Skip to content

Identity-safe reuse

A KV block’s content hash is computed from its tokens, so the same tokens produce the same hash — regardless of which tenant sent them, which LoRA adapter is active, or which model/tokenizer version is loaded. But the KV tensors depend on all of those. A cache that reuses on content hash alone — which is what the data-plane caches (Mooncake / LMCache / KVBM) key on — will serve blocks it must not:

  • across tenants → a privacy leak (one tenant’s cached state served to another);
  • across adapters / models / tokenizers → a correctness error (numerically wrong KV).

The guard

QuillCache makes the reuse contract explicit.
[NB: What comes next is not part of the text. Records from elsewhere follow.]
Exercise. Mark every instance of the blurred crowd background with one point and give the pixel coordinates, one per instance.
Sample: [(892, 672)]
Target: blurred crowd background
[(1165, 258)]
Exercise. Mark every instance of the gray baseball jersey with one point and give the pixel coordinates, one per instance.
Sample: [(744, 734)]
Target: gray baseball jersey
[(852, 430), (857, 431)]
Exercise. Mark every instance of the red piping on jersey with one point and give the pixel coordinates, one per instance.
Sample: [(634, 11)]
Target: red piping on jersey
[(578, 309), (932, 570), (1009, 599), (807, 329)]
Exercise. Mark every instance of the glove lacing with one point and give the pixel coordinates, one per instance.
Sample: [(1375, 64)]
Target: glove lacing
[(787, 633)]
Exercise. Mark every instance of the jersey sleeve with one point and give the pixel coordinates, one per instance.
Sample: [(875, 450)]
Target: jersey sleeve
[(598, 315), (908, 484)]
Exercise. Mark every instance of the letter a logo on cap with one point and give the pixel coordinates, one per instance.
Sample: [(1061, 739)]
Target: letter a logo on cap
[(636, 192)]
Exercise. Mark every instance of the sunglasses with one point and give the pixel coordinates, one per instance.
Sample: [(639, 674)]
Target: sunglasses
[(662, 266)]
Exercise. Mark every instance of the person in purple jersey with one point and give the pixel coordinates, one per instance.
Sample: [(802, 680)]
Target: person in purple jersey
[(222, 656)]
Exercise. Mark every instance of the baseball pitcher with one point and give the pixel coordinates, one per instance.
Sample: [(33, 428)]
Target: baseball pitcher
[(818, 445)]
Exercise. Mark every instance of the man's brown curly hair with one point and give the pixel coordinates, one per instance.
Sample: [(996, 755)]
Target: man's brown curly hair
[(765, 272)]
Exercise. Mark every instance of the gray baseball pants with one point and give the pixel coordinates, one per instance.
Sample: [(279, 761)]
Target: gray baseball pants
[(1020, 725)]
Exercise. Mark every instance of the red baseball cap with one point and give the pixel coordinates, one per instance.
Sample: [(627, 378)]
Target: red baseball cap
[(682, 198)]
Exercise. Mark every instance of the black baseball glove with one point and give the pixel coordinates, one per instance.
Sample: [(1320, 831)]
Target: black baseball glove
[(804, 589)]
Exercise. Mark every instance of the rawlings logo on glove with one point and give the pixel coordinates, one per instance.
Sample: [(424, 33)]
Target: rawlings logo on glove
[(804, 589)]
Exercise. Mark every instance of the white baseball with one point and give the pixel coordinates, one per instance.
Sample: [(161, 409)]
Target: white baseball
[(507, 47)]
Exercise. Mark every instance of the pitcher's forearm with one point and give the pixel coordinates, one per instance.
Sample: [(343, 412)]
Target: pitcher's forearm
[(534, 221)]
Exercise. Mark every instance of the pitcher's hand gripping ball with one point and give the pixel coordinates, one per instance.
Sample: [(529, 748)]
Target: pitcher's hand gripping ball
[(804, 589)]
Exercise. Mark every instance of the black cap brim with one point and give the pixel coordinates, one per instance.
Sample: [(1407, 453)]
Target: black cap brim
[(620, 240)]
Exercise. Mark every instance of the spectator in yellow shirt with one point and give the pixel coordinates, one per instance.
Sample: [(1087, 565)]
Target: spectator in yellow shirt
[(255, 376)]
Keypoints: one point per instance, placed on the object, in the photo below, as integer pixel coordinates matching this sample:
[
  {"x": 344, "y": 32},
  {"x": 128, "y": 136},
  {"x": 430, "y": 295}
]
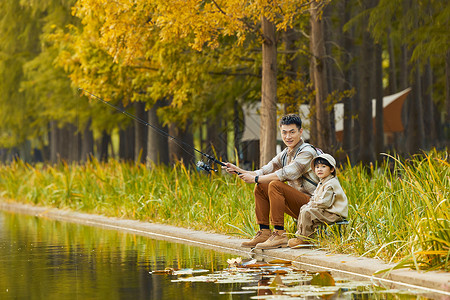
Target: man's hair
[
  {"x": 325, "y": 162},
  {"x": 291, "y": 119}
]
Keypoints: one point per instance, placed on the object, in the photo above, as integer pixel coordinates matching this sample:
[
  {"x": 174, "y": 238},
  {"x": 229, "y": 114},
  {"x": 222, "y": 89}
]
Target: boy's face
[
  {"x": 323, "y": 171},
  {"x": 291, "y": 135}
]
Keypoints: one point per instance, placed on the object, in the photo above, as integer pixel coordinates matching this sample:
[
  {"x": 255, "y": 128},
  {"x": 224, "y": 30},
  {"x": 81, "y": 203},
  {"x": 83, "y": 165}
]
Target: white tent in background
[{"x": 392, "y": 108}]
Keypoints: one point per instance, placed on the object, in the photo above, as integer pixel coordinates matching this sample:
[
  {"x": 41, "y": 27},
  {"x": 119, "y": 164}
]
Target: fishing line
[{"x": 200, "y": 164}]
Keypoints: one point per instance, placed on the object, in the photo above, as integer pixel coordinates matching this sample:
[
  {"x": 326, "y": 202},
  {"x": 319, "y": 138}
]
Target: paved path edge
[{"x": 436, "y": 284}]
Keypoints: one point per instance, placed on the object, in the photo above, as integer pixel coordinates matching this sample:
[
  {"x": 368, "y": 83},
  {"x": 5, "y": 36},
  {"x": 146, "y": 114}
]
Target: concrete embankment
[{"x": 434, "y": 284}]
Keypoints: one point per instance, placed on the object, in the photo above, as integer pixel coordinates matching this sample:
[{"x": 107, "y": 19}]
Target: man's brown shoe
[
  {"x": 278, "y": 239},
  {"x": 297, "y": 243},
  {"x": 260, "y": 237}
]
Every block carries an IdentityScope (model · tokenizer · adapter · tenant), and LocalKvStore::get serves a block only when the requester’s identity matches:

pub fn get(&mut self, key: &KvBlockKey) -> Result<Bytes, StoreError> {
// exact identity + content match -> serve.
// content resident under a *different* identity -> refuse:
// Err(StoreError::Unsafe(ReuseViolation::Tenant | Adapter | Model | Tokenizer))
// otherwise -> Err(StoreError::NotFound)
}

The same check runs inline on the live gateway: after a tenant-a request caches a prefix, a tenant-b request for the same content returns x-quillcache-local-hits: 0 and x-quillcache-reuse-refused: 2 — it refuses to serve tenant A’s KV to tenant B, and says so.

Measured

On a collision-heavy workload (one popular prefix shared across many identities — the multi-tenant shared-system-prompt / shared-RAG case):

policycontent-hash hitsunsafe servedsafe reuse kept
naive (content hash only)1240012000 (96.8%)
identity guard04800

The guard eliminates all unsafe reuse while preserving safe same-identity reuse. And it is precise, not blunt: on a realistic mostly-same-identity mix the overhead — forced recomputes as a fraction of all reuse work — drops to 1.7% (it is only 47.8% on the adversarial all-collision case). Safety is near-free exactly where it matters.